Identification of organophosphate modifications by high‐resolution mass spectrometry

• Published in: Bulletin of the Korean Chemical Society Vol. 43; no. 3; pp. 444 - 449
• Main Authors: Lee, Jun Hyung, Jang, Wooyoung Eric, Park, Ji Hwan, Mohammad, Hazara Begum, Lee, Jin‐Young, Jeong, Woo‐Hyeon, Kim, Min‐Sik
• Format: Journal Article
• Language: English
• Published: Weinheim Wiley‐VCH Verlag GmbH & Co. KGaA 01.03.2022; 대한화학회
• Subjects: human plasma; mass spectrometry; nuerotoxicity; organophosphate; protein modification; 화학
• ISSN: 1229-5949; 0253-2964; 1229-5949
• DOI: 10.1002/bkcs.12478

Organophosphate (OP) compounds exhibit neurotoxicity by binding to serine residues of acetylcholinesterase (AChE) in the cholinergic nervous system and subsequently lead to the accumulation of acetylcholine in neuromuscular junctions of synapses. AChE capable of hydrolyzing choline esters is known to be inhibited in patients with nerve agents poisoning. Since OP is known to be transported by covalent bonding to human serum albumin (HSA), OP‐HSA adducts are considered potential diagnostic markers for OP exposures. In this study, HSA modification sites by OP or OP‐like compounds such as V‐type (VX) and Novichok‐type (A234), insecticide (DFP), and serine protease inhibitor (PMSF) were studied using liquid chromatography‐high‐resolution tandem mass spectrometry.

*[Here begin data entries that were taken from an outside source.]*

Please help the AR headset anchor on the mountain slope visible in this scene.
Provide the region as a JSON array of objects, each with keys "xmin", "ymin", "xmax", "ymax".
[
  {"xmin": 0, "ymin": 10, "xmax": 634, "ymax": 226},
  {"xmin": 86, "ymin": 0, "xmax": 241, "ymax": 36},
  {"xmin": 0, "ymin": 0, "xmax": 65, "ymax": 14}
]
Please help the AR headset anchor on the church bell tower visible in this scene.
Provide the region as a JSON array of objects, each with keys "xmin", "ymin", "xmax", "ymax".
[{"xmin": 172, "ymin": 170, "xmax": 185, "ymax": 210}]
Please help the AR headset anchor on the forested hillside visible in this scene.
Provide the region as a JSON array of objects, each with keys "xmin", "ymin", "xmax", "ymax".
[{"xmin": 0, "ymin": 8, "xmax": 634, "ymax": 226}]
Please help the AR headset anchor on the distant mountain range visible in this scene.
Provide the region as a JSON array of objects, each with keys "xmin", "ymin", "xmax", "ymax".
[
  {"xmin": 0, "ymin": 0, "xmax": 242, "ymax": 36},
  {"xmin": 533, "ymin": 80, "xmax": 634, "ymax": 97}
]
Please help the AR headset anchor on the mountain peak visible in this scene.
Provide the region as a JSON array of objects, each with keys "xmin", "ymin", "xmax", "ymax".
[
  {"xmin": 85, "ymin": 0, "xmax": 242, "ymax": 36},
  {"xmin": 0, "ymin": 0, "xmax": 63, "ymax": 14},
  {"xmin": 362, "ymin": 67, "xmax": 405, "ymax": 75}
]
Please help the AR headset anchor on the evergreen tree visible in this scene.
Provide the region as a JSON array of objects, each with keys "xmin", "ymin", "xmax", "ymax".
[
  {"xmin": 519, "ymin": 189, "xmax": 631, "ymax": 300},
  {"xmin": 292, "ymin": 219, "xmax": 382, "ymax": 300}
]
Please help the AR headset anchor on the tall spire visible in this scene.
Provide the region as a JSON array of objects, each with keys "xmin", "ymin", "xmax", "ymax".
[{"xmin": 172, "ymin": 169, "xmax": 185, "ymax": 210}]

As a result, we have discovered a novel OP‐HSA modification site, Y341. We have treated OP to HSA to discover OP‐related modification sites using a high‐resolution mass spectrometry. Further, we found Y341 site as a novel modification on HSA. With the structural visualization using UCSF Chimera, hydrophobicity and electro‐statistic potential, characteristics of the modification site was further studied.